Welcome to OGeek Q&A Community for programmer and developer-Open, Learning and Share
Welcome To Ask or Share your Answers For Others

Categories

0 votes
302 views
in Technique[技术] by (71.8m points)

hadoop - Hive中的序列号UDF(Sequence Number UDF in Hive)

i have tried this UDF in hive : UDFRowSequence .

(我已经在蜂巢中尝试了这个UDF: UDFRowSequence 。)
But its not generating unique value ie it is repeating the sequence depending on mappers.
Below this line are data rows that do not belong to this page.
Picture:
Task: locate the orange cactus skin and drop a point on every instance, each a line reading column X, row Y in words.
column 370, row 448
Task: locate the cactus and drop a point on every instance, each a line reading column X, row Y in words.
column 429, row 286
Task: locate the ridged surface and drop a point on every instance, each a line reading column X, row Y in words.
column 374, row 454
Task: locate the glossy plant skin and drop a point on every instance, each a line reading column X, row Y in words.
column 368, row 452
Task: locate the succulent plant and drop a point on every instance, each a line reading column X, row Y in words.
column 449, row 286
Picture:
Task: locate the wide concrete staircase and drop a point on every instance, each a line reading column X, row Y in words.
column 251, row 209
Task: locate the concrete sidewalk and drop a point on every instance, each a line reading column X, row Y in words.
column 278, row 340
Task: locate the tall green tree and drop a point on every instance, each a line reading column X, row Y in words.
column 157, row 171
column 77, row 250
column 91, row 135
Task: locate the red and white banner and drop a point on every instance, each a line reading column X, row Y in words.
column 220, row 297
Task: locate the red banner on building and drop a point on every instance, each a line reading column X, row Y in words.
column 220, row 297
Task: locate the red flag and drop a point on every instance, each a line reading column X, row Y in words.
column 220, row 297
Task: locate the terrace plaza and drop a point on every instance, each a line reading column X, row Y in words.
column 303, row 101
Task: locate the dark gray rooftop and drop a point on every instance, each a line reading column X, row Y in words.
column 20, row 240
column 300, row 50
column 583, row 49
(但是它没有产生唯一的值,即它根据映射器重复序列。)
Suppose i have one file (Having 4 records) availble at HDFS .it will create one mapper for this job and result will be like

(假设我在HDFS上有一个文件(具有4个记录),它将为此工作创建一个映射器,结果将是)
1

(1个)
2

(2)
3

(3)
4

(4)
but when there are multiple file (large size) at HDFS Location , Multiple mapper will get created for that job and for each mapper repetitive sequence number will get generated like below

(但是,当HDFS位置有多个文件(大文件)时,将为该作业创建多个映射器,并且将为每个映射器生成重复序列号,如下所示)
1

(1个)
2

(2)
3

(3)
4

(4)
1

(1个)
2

(2)
3

(3)
4

(4)
1

(1个)
2

(2)
.

(。)

Is there any solution for this so that unique number should be generated for each record

(有什么解决办法,以便为每个记录生成唯一的编号)

  ask by Elvish_Blade translate from so

与恶龙缠斗过久,自身亦成为恶龙;凝视深渊过久,深渊将回以凝视…
Welcome To Ask or Share your Answers For Others

1 Reply

0 votes
by (71.8m points)

I think you are looking for ROW_NUMBER() .

(我认为您正在寻找ROW_NUMBER() 。)

You can read about it and other "windowing" functions here .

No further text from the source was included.